Soldering properly however is not incredibly difficult it just has to be done the right way. Members shouldn't shy away from it, they should seek to learn to do it right and use appropriate methods in relative situations.

Without a challenge of an idea a discussion will not happen, Don't take anything personally. I'm not saying your rough as such I'm more so saying scotches are rough. We have all had to quickly get something finished 5 mins before a trip, then perhaps forgot about it till it told us later :ROFLMAO: and 10 years isn't a bad run out of those lol.

Could you also post a pic of how the wiring is arranged now so we can have a look at the crimp vs the scotchie and how it's sealed from ingress?
 

·
Administrator
Y2KGUII ZD Wgn
Joined
·
54,899 Posts
Discussion Starter · #33 ·
It's 100% fine to challenge ideas and thoughts. Especially if the ideas you challenge them with have merit to them. As some of u know I'm an electrician and currently working full time as one again. Blah blah blah. Doesn't mean I know everything about it. As I said above they give you about 5 mins of training at tafe about how to solder properly.

Soldering properly however is not incredibly difficult it just has to be done the right way. Members shouldn't shy away from it, they should seek to learn to do it right and use appropriate methods in relative situations.

Without a challenge of an idea a discussion will not happen, Don't take anything personally. I'm not saying your rough as such I'm more so saying scotches are rough. We have all had to quickly get something finished 5 mins before a trip, then perhaps forgot about it till it told us later :ROFLMAO: and 10 years isn't a bad run out of those lol.

Could you also post a pic of how the wiring is arranged now so we can have a look at the crimp vs the scotchie and how it's sealed from ingress?
No, it is all wrapped up and packed into the loom.

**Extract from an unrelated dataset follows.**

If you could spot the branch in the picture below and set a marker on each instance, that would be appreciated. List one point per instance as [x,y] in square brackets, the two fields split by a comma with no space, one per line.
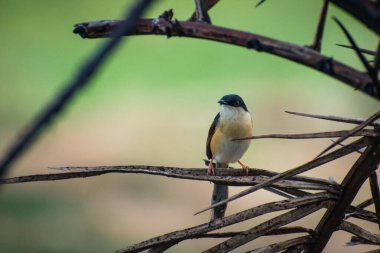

I do have some idea about soldering I've built many control units over my life and soldering on and off for well over 50 years, I had some great tradesmen as my mentors when I was an apprentice, including Sheeties who soldered moulds most of their working day in the first 15 years of my trade. Forget TAFE, that is only a snapshot of basics to be used out in the wide world where you really learn your 'trade'.

What are the discussion challenges? 'Scotchblocks' can give users massive grief, warning others of the potential dangers is what this thread was designed to do and hence made a sticky, it was never meant to be a how to on various connection methods.
 

·
Registered
Joined
·
495 Posts
I believe the discussion of crimps, solder, and other joining methods is complimentary to the original topic of scotch-locks.
If the purpose of the thread was to warn people about the dangers and problems of scotch-locks, then the right approach is to suggest a better alternative.
From what I read, we have discussed why scotch locks fail, how they fail, and what means of wire joining provides a better, more durable result.

I am thankful for the members who posted their views on crimp joints, because It has opened my attitude to their value.
 

·
Administrator
Y2KGUII ZD Wgn
Joined
·
54,899 Posts
Discussion Starter · #35 ·
I believe the discussion of crimps, solder, and other joining methods is complimentary to the original topic of scotch-locks.
If the purpose of the thread was to warn people about the dangers and problems of scotch-locks, then the right approach is to suggest a better alternative.
From what I read, we have discussed why scotch locks fail, how they fail, and what means of wire joining provides a better, more durable result.

I am thankful for the members who posted their views on crimp joints, because It has opened my attitude to their value.
Yes that's fine, but other inferences were being made, sidetracked, but as indicated my original intention was to warn members of the dangers of the 'scotchblocks' if they didn't know, I had inadvertently used one many years ago and it caught me out.